Die vom Hersteller angegebenen Kraftstoffverbräuche werden im harten Arbeitsalltag kaum gehalten werden können. Evtl. besteht sogar die Gefahr dass die Fahrer, unter dem Deckmantel „grünes Fahrzeug“ mehr Gas geben, und somit den Kraftstoffverbrauch nach oben treiben. Gerade untermotorisierte Fahrzeuge verleiten Fahrer dazu, dass Gaspedal mehr durchzudrücken. Und nicht selten erlebt der Fuhrparkleiter dann später eine böse Überaschung bei der Spritabrechnung.

Meiner Meinung greift diese Massnahme zu kurz. Letztendlich sind die Gesamtkosten das Maß der Dinge. Überspitzt ausgedrückt: Was nützt ein Fahrzeug mit niedrigem Co2 -Ausstoß, welches unter einem hohen Wertverlust und hohen Werkstattkosten leidet.
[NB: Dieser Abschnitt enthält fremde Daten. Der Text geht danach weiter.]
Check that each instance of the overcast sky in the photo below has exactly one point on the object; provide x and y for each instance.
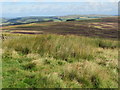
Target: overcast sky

Eine Bonuszahlung auf der Annahme dass das Fahrzeug später wenig Sprit verbraucht halte ich nur für bedingt Nachahmungsfähig. Besser und gerechter ist es, den Fahrer anhand des tatsächlich verbrauchten Sprits zu bewerten. Beispielsweise die Fahrer zu belohnen die 15% unter dem Durchschnitt der Aussendienstflotte liegen. In diesem Falle wird der Fahrer nicht nur bei der Auswahl des Fahrzeugs auf den Kraftstoffverbrauch achten, sondern auch im täglichen Einsatz.